Dans son essai, le sociologue Jean-François Amadieu interroge une société qui sacralise à travers les réseaux sociaux l’apparence physique alors qu’elle accède au rang de discrimination punie par la loi.
LE MONDE | | Par Margherita Nasi
Michael Jeffries a dirigé pendant plus de vingt ans la chaîne de magasins de vêtements Abercrombie & Fitch. Cet amateur d’injections de toxine botulique et de liftings proposait, dans ses magasins, des habits pour gens jeunes et beaux. Il ne souhaitait pas que « ses clients puissent voir d’autres personnes, qui ne soient pas aussi sexy, porter ses vêtements », et la politique de recrutement des magasins suivait : les plus de 30 ans et les personnes non attirantes n’étaient pas retenus.
En boutique, tenue sexy et bonne condition physique étaient de rigueur. Mais en mai 2013, le mépris envers ceux qui ont quelques kilos ou années de trop déclenche une pétition qui rassemble 75 000 signataires. La Toile est inondée de détournements des visuels publicitaires de la marque, son cours en Bourse s’effondre, Jeffries doit quitter ses fonctions. Le nouveau patron de la marque met un terme aux recrutements au physique et aux exigences de look sur le lieu de travail. L’opinion publique a gagné.
Prise de conscience
« Pour autant, à côté d’Abercrombie & Fitch, combien d’entreprises pratiquent, sans le dire, de manière à peine moins grossière, des recrutements en fonction de la silhouette, de la beauté et de la jeunesse ? », s’interroge le sociologue Jean-François Amadieu, dans La Société du paraître. L’exemple résume bien le propos de cet ouvrage, qui se penche sur un double mouvement : « L’incroyable et croissante emprise du paraître dans nos vies et les réactions qu’elle est, pour la première fois, de manière aussi nette, en train de susciter. »
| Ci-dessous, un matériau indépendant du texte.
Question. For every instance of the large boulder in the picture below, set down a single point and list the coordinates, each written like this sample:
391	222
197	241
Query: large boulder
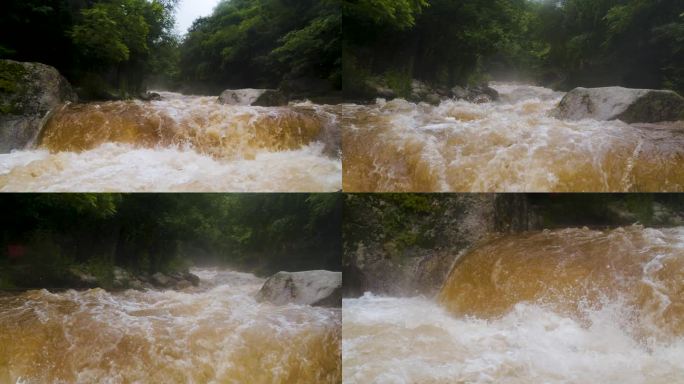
28	92
422	92
618	103
317	288
378	88
244	96
252	96
271	98
478	94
En 2002, dans Le Poids des apparences, le professeur à l’université Paris-I-Panthéon-Sorbonne levait un tabou en montrant que les apparences physiques comptaient dans la vie de tous les jours. Une prise de conscience s’esquisse depuis, et l’apparence physique accède pour la première fois au rang de discrimination punie par la loi.
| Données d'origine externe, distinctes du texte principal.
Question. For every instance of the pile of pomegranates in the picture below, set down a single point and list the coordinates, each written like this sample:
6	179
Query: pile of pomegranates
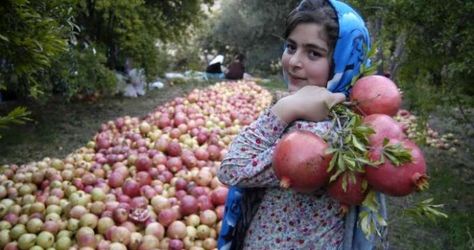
140	183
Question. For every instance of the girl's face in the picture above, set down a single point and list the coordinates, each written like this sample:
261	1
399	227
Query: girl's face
305	60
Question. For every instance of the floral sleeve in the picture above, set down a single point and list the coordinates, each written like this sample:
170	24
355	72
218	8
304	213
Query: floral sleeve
247	164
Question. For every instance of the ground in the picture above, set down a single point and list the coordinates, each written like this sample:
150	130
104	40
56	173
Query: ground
59	129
« On pouvait espérer que les inégalités liées au physique (…) soient enfin combattues. » Mais c’était sans compter sur l’explosion des réseaux sociaux, qui sacralisent l’apparence physique. Le texte aborde aussi l’impérialisme du paraître dans le monde du travail, de la télévision et de la politique. Les politologues scrutant en détail les électorats savent comment votent les chasseurs, mais ignorent des caractéristiques comme le handicap. Une invisibilité organisée qui pose d’autant plus problème que « notre droit et nos politiques publiques sont directement influencés par les diagnostics établis par ces études ».